Bring on the documentation

Post Syndicated from Alasdair Allan original https://www.raspberrypi.org/blog/bring-on-the-documentation/

I joined Raspberry Pi eighteen months ago and spent my first year here keeping secrets and writing about Raspberry Silicon, and the chip that would eventually be known as RP2040. This is all (largely) completed work: Raspberry Pi Pico made its way out into the world back in January, and our own Raspberry Silicon followed last month.

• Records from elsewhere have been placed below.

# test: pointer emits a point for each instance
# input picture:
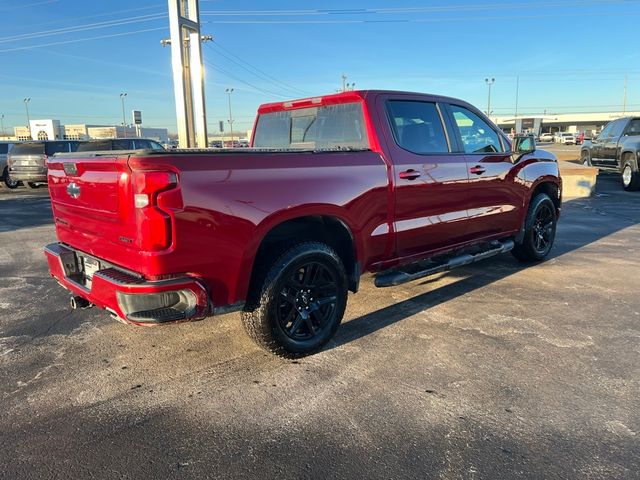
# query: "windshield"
(318, 128)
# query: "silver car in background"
(7, 181)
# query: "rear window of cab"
(327, 127)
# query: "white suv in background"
(565, 138)
(546, 137)
(5, 180)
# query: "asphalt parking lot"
(491, 371)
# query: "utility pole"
(489, 82)
(624, 97)
(516, 115)
(26, 106)
(229, 91)
(124, 121)
(188, 72)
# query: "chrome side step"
(391, 278)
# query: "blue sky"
(570, 56)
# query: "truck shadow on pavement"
(22, 209)
(582, 222)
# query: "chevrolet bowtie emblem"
(73, 190)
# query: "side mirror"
(524, 144)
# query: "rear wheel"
(6, 179)
(630, 176)
(539, 230)
(299, 303)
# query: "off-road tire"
(272, 294)
(530, 248)
(630, 176)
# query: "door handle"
(410, 174)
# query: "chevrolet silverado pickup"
(401, 185)
(617, 149)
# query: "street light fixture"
(229, 91)
(124, 128)
(489, 82)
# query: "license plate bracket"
(89, 266)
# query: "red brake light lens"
(154, 224)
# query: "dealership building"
(50, 129)
(588, 123)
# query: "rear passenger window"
(477, 135)
(56, 147)
(417, 127)
(634, 127)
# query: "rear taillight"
(154, 224)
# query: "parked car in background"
(27, 161)
(547, 137)
(119, 144)
(565, 138)
(7, 181)
(402, 185)
(616, 148)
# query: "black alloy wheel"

The question is then, what have I done for you lately?

The Documentation

Until today our documentation for the “big” boards — as opposed to Raspberry Pi Pico — lived in a Github repository and was written in Github-flavoured Markdown. From there our documentation site was built from the Markdown source, which was pulled periodically from the repository, run through a script written many years ago which turned it into HTML, and then deployed onto our website.

This all worked really rather well in the early days of Raspberry Pi.

The old-style documentation

The documentation repository itself has been left to grow organically. When I arrived here, it needed to be restructured, and a great deal of non-Raspberry Pi specific documentation needed to be removed, while other areas were underserved and needed to be expanded. The documentation was created when there was a lot less third-party content around to support the Raspberry Pi, so a fair bit of it really isn’t that relevant anymore, and is better dealt with elsewhere on the web. And the structure was a spider’s web that, in places, made very little sense.

Frankly, it was all in a bit of a mess.

Enter the same team of folks that built the excellent PDF-based documentation for Raspberry Pi Pico and RP2040. The PDF documentation was built off an Asciidoc-based toolchain, and we knew from the outset that we’d want to migrate the Markdown-based documentation to Asciidoc. It’d offer us more powerful tools going forwards, and a lot more flexibility.

After working through the backlog of community pull requests, we took a snapshot of the current Markdown-based repository and built out a toolchain. A lot of which we intended to, and did, throw away after converting the Markdown to Asciidoc as our “source of truth.” This didn’t happen without a bit of a wrench; nobody throws working code away lightly. But it did mean we’d reached the point of no return.

The next generation of documentation

The result of our new documentation project launches today.

The new-look documentation

The new documentation site is built and deployed directly from the documentation repository using Github Actions when someone pushes to the master branch. However we’ll mostly be working on the develop branch in the repository, which is the default branch you’ll now get when you take a fresh checkout, and also the branch you should target for your pull requests.

We’ve always taken pull requests against the Markdown-based source behind our documentation site. Over the years as the documentation set has grown there have been hundreds of community contributors, who have made over 1,200 individual pull requests, ranging from fixing small typos, to contributing whole new sections.

With the introduction of the new site, we’re going to continue to take pull requests against the new Asciidoc-based documentation. However, we’re going to be a bit more targeted around what we’ll to accept into the documentation, and will be looking to keep the repository focussed on Raspberry Pi-specific things, rather than having generic Linux tutorial content.

The documentation itself will remain under a Creative Commons Attribution-Sharealike (CC BY-SA 4.0) license.

Product Information Portal

Supporting our customers in the best way we can when they build products around Raspberry Pi computers is important to us. A big part of this is being able to get customers access to the right documents easily. So alongside the new-look documentation, we have revamped how our customers (that’s you) get access to the documents you need for commercial applications of Raspberry Pi.

The Product Information Portal, or PIP as we’ve come to refer to it here at Pi Towers, is where documents such as regulatory paperwork, product change notices, and white papers will be stored and accessed from now on.

The new Product Information Portal (PIP)

PIP has three tiers of document type: those which are publicly available; restricted documents that require a customer to sign up for a free account; and confidential documents which require a customer’s company to enter into a confidentiality agreement with Raspberry Pi.

PIP will also be a way for customers to get updates on products, allowing customers with a user account to subscribe to products, and receive email updates should there be a product change, regulatory update, or white paper release.

The portal can be found at pip.raspberrypi.org and will be constantly updated as new documents become available.

Where next?

I’m hoping that everyone that has contributed to the documentation over the years will see the new site as a big step towards making our documentation more accessible – and, as ever, we accept pull requests. However, if you’re already a contributor, the easiest thing to do is to take a fresh checkout of the repository, because things have changed a lot today.

Big changes to the look-and-feel of the documentation site

This isn’t the end. Instead, it’s the beginning of a journey to try and pull together our documentation into something that feels a bit more cohesive. While the documentation set now looks, and feels, a lot better and is (I think) a lot easier to navigate if you don’t know it well, there is still a lot of pruning and re-writing ahead of me. But we’ve reached the stage where I’m happy, and want to, work on that in public so the community can see how things are changing and can help out.